Ces dernières années, le nombre de femmes présentes au Parlement a augmenté. Cependant, on ne peut pas dire la même chose concernant les administrations locales et une évolution est nécessaire. Cette évolution serait possible grâce à des normes qui obligeraient les partis à soutenir les candidates et à les financer. Parmi les 34 conseillers élus pour la première fois depuis 2ans dans la Région Métropolitaine, seulement 10 sont des femmes, et parmi elles, se trouvent des anciennes ministres, des parlementaires et des maires.

A l’échelle nationale, parmi la totalité des conseillers, seulement 22% sont des femmes et aucune ne préside son propre conseil. Pour l’ancienne députée María Antonieta Saa (du PPD ou Parti pour la Démocratie), ceci s’explique par la même raison que pour le manque de femmes au Parlement ou dans les mairies : le machisme domine ! Pour elle, comme il n’y a pas de résultats par la volonté, la loi doit forcer les partis à inclure davantage de femmes parmi les candidats.
Catherine Barrida (de l’UDI ou Union Démocrate Indépendante) pense également que les partis ne font pas confiance aux femmes mais que ceci devra changer.

Mariana Aylwin (du DC ou Parti Démocrate-Chrétien du Chili), une conseillère de la Région Métropolitaine et également ancienne ministre, dit que des cotisations ont déjà été mis en place pour favoriser l’accès des femmes au Parlement. Elle ajoute que d’autres cotisations devraient être imposées aux gouvernements régionaux pour que la vision féminine soit mieux reflétée.
Une autre conseillère de la Région Métropolitaine, Karin Luck (du RN ou Rénovation Nationale), affirme également que les campagnes électorales coutent très cher et qu’il est bien plus facile pour un homme d’obtenir un prêt bancaire que pour une femme.
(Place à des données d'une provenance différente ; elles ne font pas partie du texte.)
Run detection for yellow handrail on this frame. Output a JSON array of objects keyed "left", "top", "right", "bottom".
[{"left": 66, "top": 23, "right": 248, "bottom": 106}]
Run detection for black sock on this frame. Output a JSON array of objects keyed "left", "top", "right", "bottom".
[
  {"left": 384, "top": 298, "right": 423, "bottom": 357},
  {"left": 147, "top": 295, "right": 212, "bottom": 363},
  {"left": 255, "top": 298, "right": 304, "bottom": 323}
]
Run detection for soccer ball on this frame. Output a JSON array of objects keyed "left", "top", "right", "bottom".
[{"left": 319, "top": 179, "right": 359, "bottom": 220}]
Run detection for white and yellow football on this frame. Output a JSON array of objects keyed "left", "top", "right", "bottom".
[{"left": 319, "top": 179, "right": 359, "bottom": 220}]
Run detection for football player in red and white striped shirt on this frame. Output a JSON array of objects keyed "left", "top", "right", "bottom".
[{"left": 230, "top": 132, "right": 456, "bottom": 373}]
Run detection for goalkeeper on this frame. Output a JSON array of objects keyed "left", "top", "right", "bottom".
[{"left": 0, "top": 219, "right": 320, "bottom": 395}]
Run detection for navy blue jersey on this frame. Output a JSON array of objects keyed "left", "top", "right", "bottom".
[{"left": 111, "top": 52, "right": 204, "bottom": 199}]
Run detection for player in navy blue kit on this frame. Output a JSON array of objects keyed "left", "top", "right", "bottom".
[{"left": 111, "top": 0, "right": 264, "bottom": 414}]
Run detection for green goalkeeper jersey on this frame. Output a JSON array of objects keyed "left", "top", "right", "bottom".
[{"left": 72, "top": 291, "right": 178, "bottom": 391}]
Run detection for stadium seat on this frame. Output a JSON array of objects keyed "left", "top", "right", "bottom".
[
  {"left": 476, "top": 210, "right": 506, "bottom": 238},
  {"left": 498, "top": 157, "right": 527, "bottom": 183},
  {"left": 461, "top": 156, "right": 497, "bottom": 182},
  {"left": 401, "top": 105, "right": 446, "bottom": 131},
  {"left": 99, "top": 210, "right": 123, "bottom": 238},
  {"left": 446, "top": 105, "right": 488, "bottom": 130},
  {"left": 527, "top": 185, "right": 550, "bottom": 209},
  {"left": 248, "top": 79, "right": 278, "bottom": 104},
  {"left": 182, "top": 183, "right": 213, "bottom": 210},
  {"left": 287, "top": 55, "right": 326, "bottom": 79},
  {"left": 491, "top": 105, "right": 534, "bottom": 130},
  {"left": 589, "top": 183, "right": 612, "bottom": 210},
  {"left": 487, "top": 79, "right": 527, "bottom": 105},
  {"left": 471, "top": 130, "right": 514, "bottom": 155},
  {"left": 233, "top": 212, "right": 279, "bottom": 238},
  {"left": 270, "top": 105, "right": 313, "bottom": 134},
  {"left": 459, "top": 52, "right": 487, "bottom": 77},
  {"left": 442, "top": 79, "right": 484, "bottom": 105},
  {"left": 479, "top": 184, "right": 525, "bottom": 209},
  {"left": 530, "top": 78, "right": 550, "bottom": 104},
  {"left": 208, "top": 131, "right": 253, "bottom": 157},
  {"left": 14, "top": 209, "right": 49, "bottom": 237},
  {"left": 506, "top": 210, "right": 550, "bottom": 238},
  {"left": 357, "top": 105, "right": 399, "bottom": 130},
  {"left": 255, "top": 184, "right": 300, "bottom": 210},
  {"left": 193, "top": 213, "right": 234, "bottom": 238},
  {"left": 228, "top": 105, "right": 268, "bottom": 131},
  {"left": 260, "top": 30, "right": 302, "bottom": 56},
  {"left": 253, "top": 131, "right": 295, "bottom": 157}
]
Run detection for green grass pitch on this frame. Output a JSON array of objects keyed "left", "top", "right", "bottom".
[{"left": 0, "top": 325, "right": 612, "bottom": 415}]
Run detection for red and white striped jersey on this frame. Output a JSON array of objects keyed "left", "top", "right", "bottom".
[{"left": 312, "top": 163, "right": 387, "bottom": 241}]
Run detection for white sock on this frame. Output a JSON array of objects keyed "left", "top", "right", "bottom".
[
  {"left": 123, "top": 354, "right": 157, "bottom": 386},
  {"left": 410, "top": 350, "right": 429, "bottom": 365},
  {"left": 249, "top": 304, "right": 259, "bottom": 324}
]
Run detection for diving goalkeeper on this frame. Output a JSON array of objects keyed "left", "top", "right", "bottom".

Cependant, Marcelo Carrasco, le président de l’association nationale de conseillers régionaux, souligne le fait que, lors des prochaines élections de 2017, les partis aussi pourraient soutenir les candidates. En effet, d’après lui, elles sont un apport remarquable dans les régions. De même, il ajoute que les femmes devraient avoir un rôle plus actif dans la représentation de la population, prendre plus de risques et qu’elles ne doivent pas attendre que les partis viennent les chercher. Enfin, Carrasco finit par dire qu’elles sont beaucoup plus studieuses et responsables dans leur poste : il y a de quoi flatter l’égo féminin !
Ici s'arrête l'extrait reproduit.